One of the important strengths of this study was that we analyzed a diverse list of potential predictors including an extensive number of clinical interventions and patient's comorbidities. To the best of our knowledge, this was the first attempt to apply ML techniques to predict the 30-day readmission for ischemic stroke patients. Considering a large number of included variables in our dataset, these ML techniques could include higher-order interactions among variables, and improve the prediction power when compared to LR.
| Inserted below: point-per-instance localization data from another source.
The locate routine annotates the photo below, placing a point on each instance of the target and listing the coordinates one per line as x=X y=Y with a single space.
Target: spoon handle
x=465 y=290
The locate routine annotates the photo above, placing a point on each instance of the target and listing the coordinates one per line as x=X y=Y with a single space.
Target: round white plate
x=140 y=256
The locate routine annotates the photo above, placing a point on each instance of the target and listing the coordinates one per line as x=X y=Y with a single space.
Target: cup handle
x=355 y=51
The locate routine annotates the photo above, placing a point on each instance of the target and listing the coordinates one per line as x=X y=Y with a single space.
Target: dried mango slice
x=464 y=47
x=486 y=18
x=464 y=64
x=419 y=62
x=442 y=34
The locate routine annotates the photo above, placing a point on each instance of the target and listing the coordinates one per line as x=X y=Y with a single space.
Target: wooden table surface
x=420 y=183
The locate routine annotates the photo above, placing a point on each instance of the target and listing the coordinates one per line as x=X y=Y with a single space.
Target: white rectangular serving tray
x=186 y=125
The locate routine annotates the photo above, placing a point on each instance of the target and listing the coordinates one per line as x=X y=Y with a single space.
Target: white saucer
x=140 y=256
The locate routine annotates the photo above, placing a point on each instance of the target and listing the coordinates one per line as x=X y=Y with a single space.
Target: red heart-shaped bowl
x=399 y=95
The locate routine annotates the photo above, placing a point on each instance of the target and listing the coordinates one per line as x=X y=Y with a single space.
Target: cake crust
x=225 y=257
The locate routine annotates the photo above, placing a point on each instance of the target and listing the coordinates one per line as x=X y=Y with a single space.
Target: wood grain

Our analysis had several limitations. Although our dataset was rich in the number of variables, the number of patients was relatively small compared to the included independent variables. Therefore, the small number of observations might result in overfitting in the models. However, comparable AUC measures provided by XGBoost for the testing and training sets rule out the possibility of overfitting in this model. Another limitation of this work was missing data specifically for the NIHSS score. The most missing data points belonged to the NIHSS score before 2016 and we applied imputation to not lose any observation or cause sampling bias. Additionally, due to the unique demographic characteristics of this dataset (the majority of patients were white and from non-urban areas), the results may not be generalizable to other health systems.

Future Directions

In this study, we only considered ischemic stroke as the cause of readmission. Therefore, future avenues of research can be done by considering other stroke types and subtypes. However, considering the size of our dataset which came from two health centers from central Pennsylvania, further work needs to focus on a larger population with diverse demographics to introduce a generalizable model. Additionally, to improve the prediction power, future studies may include the application of deep learning techniques (35) as well as the integration of features from unstructured sources such as clinical notes and imaging reports. Finally, improvement in parameter optimization, by using sensitivity analysis (SA)-based approaches (36, 37) and improving the imputation for laboratory values for EHR-mining (38) can lead to an improvement in outcome prediction models using administrative datasets. These strategies will help in model generalizability, improve patient representation, and reduce algorithmic bias.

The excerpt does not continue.